Reinforcement learning for battery energy management: A new balancing approach for Li-ion battery packs

Abstract

This study investigates the challenge of cell balancing in battery management systems (BMS) for lithium-ion batteries. Effective cell balancing is crucial for maximizing the usable capacity and lifespan of battery packs, which is essential for the widespread adoption of electric vehicles and the reduction of greenhouse gas emissions. A novel deep reinforcement learning (deep RL) approach is proposed for passive balancing with switched shunt resistors. Notable deep RL algorithms capable of handling discrete actions, such as Trust Region Policy Optimization (TRPO), Proximal Policy Optimization (PPO), Deep Q-Network (DQN), Augmented Random Search (ARS), and Asynchronous Advantage Actor Critic (A3C), are investigated.
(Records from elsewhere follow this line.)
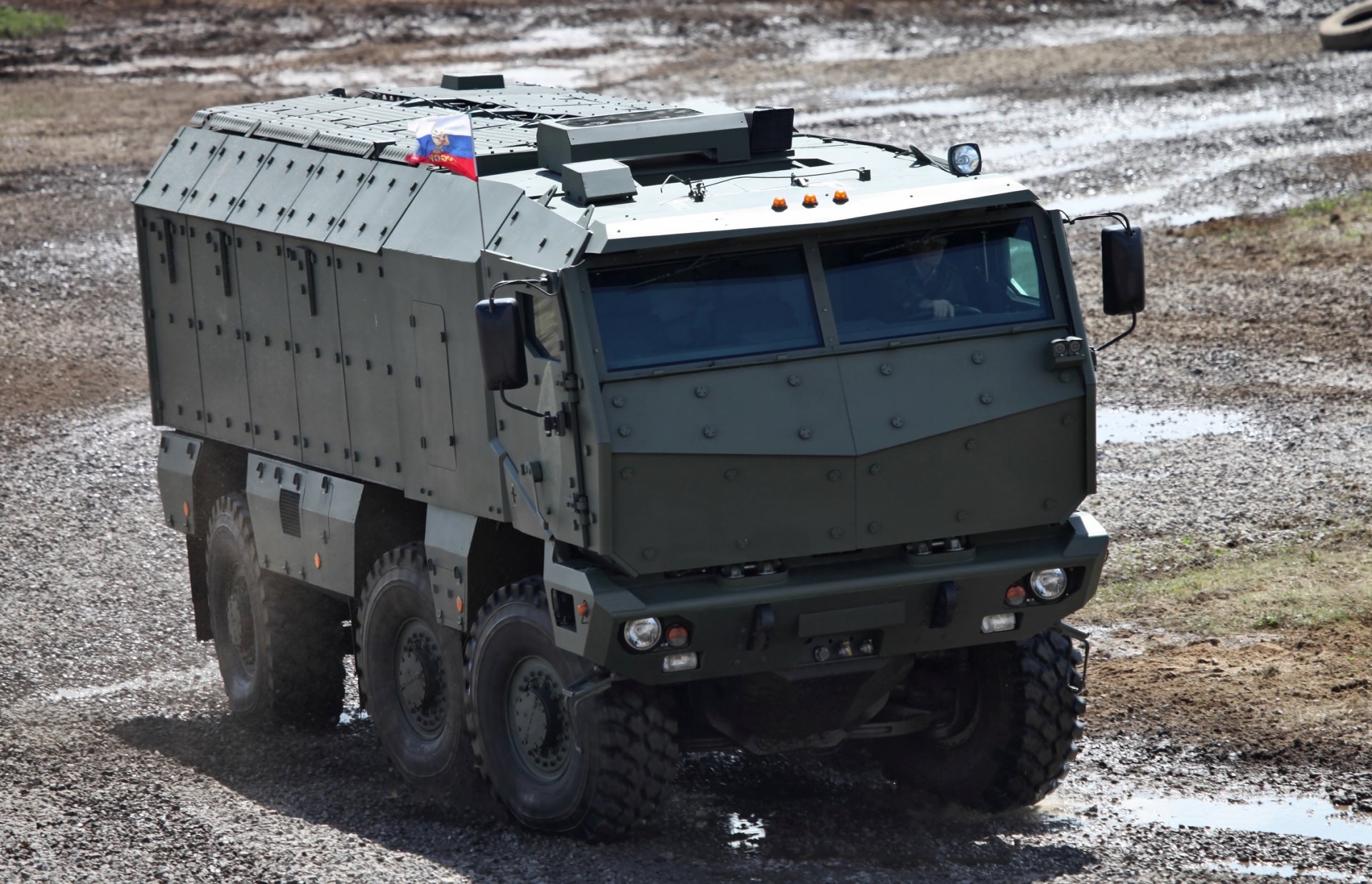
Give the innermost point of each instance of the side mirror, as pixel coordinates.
(499, 332)
(1121, 259)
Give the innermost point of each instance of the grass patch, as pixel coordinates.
(1293, 589)
(25, 25)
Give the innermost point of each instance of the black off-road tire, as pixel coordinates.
(1018, 738)
(1351, 28)
(602, 768)
(279, 644)
(411, 675)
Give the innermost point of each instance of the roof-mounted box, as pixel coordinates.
(597, 182)
(720, 136)
(474, 81)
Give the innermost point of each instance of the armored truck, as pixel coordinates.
(669, 430)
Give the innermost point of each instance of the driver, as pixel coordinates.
(935, 286)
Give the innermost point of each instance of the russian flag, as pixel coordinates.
(445, 141)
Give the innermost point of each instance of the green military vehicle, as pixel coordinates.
(672, 432)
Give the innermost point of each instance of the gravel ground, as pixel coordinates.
(1245, 396)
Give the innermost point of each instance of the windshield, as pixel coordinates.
(936, 280)
(707, 308)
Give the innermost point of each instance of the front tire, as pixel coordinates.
(596, 769)
(1015, 736)
(277, 642)
(411, 673)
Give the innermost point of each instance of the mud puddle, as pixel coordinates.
(1120, 424)
(1272, 814)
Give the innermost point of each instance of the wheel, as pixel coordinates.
(1013, 736)
(596, 769)
(411, 673)
(1351, 28)
(279, 644)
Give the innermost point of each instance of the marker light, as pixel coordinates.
(681, 662)
(642, 635)
(965, 159)
(1048, 584)
(998, 624)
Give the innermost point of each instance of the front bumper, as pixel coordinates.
(777, 622)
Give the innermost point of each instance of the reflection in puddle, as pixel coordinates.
(1285, 872)
(1303, 817)
(748, 833)
(1121, 424)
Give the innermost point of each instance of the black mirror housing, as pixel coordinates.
(499, 331)
(1121, 259)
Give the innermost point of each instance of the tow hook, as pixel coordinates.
(1072, 633)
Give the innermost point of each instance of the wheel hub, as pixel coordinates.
(239, 615)
(540, 725)
(422, 678)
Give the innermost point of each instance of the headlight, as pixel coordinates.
(965, 159)
(644, 635)
(1048, 584)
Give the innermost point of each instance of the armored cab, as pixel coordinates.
(674, 430)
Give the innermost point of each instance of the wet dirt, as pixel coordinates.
(1236, 415)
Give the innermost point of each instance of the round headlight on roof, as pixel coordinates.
(965, 159)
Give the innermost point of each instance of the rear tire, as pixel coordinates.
(1351, 28)
(1017, 738)
(411, 673)
(277, 642)
(595, 770)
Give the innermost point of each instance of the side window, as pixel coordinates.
(1024, 265)
(545, 326)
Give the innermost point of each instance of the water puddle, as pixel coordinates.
(1120, 424)
(1283, 872)
(1303, 817)
(745, 833)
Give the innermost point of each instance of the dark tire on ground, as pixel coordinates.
(596, 770)
(1017, 739)
(1351, 28)
(279, 644)
(411, 673)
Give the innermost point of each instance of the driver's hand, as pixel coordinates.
(943, 309)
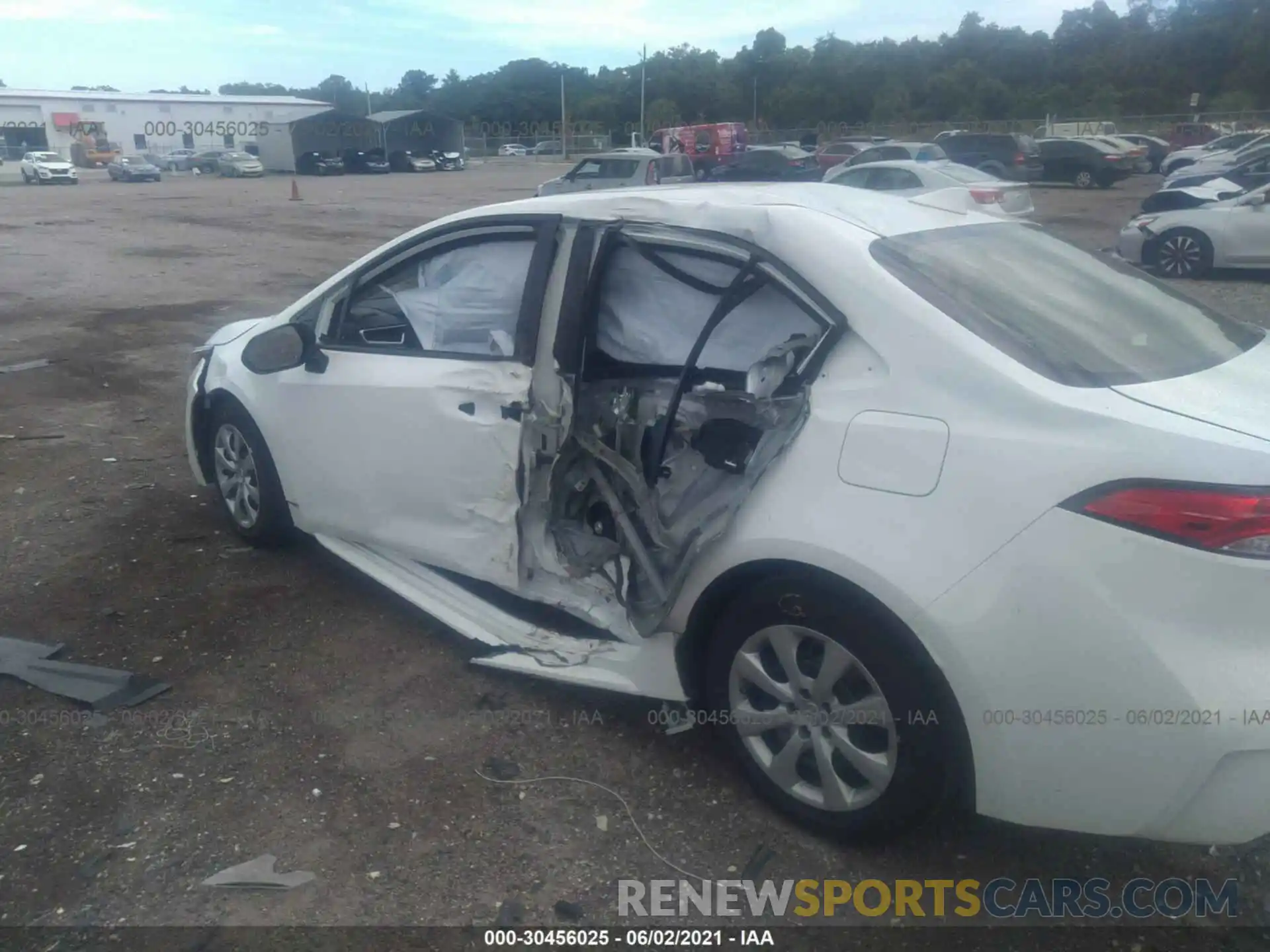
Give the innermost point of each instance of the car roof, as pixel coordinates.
(746, 211)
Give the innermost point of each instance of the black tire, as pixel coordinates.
(923, 766)
(1181, 253)
(272, 524)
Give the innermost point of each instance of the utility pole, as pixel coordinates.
(564, 138)
(643, 60)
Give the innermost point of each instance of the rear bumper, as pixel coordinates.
(1114, 683)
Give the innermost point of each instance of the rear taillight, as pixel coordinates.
(1221, 520)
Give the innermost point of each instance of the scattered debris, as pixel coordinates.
(509, 913)
(102, 688)
(759, 859)
(258, 873)
(502, 770)
(27, 366)
(573, 912)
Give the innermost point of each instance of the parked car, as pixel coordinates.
(1250, 173)
(836, 153)
(46, 168)
(1169, 200)
(1082, 161)
(1221, 163)
(1156, 147)
(175, 160)
(621, 171)
(239, 165)
(365, 163)
(982, 190)
(1183, 158)
(132, 168)
(769, 164)
(1006, 155)
(316, 163)
(206, 161)
(405, 160)
(1191, 243)
(1134, 154)
(892, 151)
(1187, 135)
(927, 463)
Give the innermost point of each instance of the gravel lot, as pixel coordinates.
(314, 716)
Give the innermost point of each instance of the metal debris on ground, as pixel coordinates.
(102, 688)
(26, 366)
(258, 873)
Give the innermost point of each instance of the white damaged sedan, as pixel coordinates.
(906, 528)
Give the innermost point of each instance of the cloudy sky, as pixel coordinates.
(140, 45)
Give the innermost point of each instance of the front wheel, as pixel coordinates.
(1183, 253)
(247, 479)
(837, 717)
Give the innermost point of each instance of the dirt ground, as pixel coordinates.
(314, 716)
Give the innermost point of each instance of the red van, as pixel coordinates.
(710, 145)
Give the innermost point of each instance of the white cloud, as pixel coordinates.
(558, 24)
(78, 11)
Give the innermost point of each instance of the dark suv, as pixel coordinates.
(1007, 155)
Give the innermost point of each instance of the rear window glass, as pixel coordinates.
(1079, 319)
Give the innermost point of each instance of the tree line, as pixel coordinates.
(1148, 60)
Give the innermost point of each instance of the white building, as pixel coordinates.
(140, 122)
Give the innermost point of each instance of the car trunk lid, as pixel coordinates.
(1234, 395)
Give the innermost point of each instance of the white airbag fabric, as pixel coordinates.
(648, 317)
(472, 288)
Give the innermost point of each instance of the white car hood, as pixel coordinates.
(1235, 395)
(233, 332)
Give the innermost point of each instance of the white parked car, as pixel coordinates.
(934, 506)
(976, 190)
(48, 168)
(1181, 158)
(1189, 243)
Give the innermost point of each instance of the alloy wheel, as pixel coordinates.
(237, 476)
(813, 717)
(1180, 255)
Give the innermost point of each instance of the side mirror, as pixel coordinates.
(284, 348)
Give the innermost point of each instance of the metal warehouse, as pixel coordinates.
(136, 122)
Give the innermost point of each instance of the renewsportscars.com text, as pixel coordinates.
(1000, 898)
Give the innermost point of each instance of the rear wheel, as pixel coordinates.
(837, 717)
(247, 479)
(1183, 253)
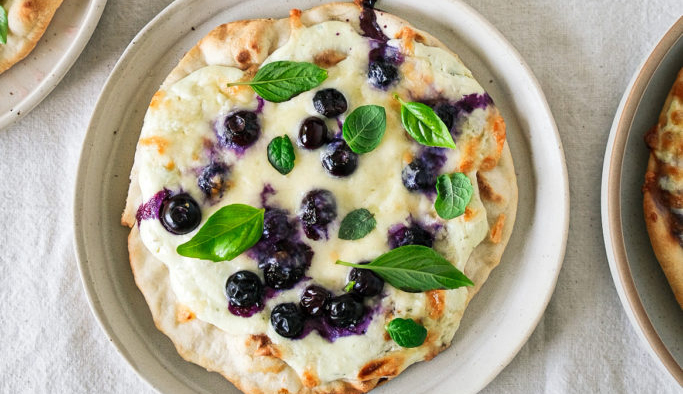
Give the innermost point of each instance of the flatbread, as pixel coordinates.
(252, 362)
(27, 20)
(663, 189)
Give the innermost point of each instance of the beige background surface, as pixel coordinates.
(583, 53)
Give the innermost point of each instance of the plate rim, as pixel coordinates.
(611, 204)
(81, 255)
(63, 65)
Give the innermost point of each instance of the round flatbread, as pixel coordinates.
(27, 21)
(185, 295)
(663, 189)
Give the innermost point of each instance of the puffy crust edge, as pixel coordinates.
(32, 17)
(667, 249)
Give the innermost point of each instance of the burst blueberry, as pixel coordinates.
(212, 180)
(381, 74)
(366, 282)
(418, 175)
(244, 289)
(180, 214)
(314, 300)
(318, 209)
(240, 128)
(338, 159)
(345, 310)
(329, 102)
(313, 133)
(287, 320)
(286, 264)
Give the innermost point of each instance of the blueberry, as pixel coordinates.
(212, 180)
(318, 209)
(413, 235)
(382, 74)
(314, 300)
(446, 112)
(286, 264)
(313, 133)
(244, 289)
(240, 128)
(329, 102)
(287, 320)
(367, 283)
(180, 214)
(418, 175)
(276, 225)
(345, 310)
(338, 159)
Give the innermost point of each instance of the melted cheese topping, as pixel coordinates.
(173, 147)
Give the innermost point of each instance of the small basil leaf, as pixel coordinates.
(364, 128)
(406, 332)
(357, 224)
(415, 268)
(226, 234)
(424, 125)
(280, 81)
(281, 154)
(4, 25)
(453, 193)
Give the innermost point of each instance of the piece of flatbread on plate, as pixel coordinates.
(262, 362)
(663, 189)
(27, 21)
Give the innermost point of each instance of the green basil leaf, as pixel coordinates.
(364, 128)
(453, 193)
(424, 125)
(4, 25)
(281, 154)
(357, 224)
(280, 81)
(226, 234)
(406, 332)
(415, 268)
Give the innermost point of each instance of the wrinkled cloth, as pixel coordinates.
(583, 54)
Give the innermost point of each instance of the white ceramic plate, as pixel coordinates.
(28, 82)
(500, 318)
(640, 282)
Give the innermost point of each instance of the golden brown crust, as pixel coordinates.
(663, 226)
(252, 363)
(27, 20)
(657, 220)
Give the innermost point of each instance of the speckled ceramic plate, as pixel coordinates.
(642, 287)
(28, 82)
(500, 318)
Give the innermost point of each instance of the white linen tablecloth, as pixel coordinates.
(583, 53)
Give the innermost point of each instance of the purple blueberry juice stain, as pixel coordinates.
(150, 209)
(326, 330)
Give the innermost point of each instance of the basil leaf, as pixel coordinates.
(281, 154)
(226, 234)
(280, 81)
(357, 224)
(406, 332)
(415, 268)
(424, 125)
(364, 128)
(453, 193)
(4, 25)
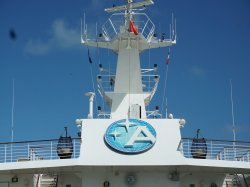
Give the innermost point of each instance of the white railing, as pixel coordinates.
(217, 149)
(106, 82)
(116, 24)
(34, 150)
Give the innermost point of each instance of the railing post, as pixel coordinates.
(74, 147)
(211, 149)
(5, 152)
(51, 149)
(28, 150)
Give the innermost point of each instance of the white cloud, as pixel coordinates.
(197, 71)
(62, 37)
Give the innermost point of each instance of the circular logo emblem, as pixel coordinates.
(130, 136)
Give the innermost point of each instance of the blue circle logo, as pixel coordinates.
(130, 136)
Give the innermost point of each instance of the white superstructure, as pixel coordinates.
(128, 146)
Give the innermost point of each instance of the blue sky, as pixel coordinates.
(51, 70)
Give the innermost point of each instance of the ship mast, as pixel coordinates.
(127, 39)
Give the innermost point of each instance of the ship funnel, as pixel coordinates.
(91, 96)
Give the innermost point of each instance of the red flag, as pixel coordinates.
(168, 59)
(132, 27)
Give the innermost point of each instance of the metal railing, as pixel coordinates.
(217, 149)
(107, 82)
(34, 150)
(115, 25)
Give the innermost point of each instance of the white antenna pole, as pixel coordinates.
(232, 104)
(96, 29)
(12, 111)
(84, 23)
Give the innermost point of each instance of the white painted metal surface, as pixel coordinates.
(121, 151)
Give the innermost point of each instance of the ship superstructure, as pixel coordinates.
(128, 146)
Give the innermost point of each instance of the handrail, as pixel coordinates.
(215, 149)
(219, 140)
(38, 150)
(32, 141)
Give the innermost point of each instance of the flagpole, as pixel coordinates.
(165, 84)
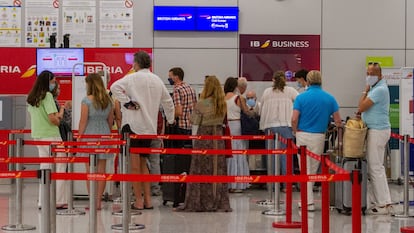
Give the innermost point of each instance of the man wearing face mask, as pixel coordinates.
(184, 98)
(374, 109)
(300, 77)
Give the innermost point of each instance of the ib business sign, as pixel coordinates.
(262, 55)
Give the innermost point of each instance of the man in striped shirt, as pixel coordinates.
(184, 98)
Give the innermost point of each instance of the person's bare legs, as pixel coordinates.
(136, 169)
(147, 185)
(101, 184)
(101, 167)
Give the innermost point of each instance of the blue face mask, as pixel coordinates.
(52, 86)
(371, 80)
(170, 81)
(251, 102)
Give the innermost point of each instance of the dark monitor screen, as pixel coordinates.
(217, 19)
(174, 18)
(60, 61)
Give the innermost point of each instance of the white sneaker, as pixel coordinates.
(311, 206)
(381, 210)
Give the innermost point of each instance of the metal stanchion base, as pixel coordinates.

TRPO demonstrates superior performance compared to other deep RL algorithms and rule-based methods in both charging and discharging scenarios without requiring fine-tuning, optimizing the balance between cell balancing and switch changes. It achieves up to 16.8% improvement in battery pack capacity, 69.4% reduction in state-of-charge variance among cells, and 40.4% decrease in the number of switching operations in simulation results for five li-ion cells connected in series.The study introduces an innovative application of deep RL for passive balancing, a comprehensive battery cell modeling technique, and a tailored multi-objective reward function that balances cell balancing and switching costs. This work represents a significant advancement in applying deep RL to battery management systems, providing a framework for further research and practical implementation in energy storage systems.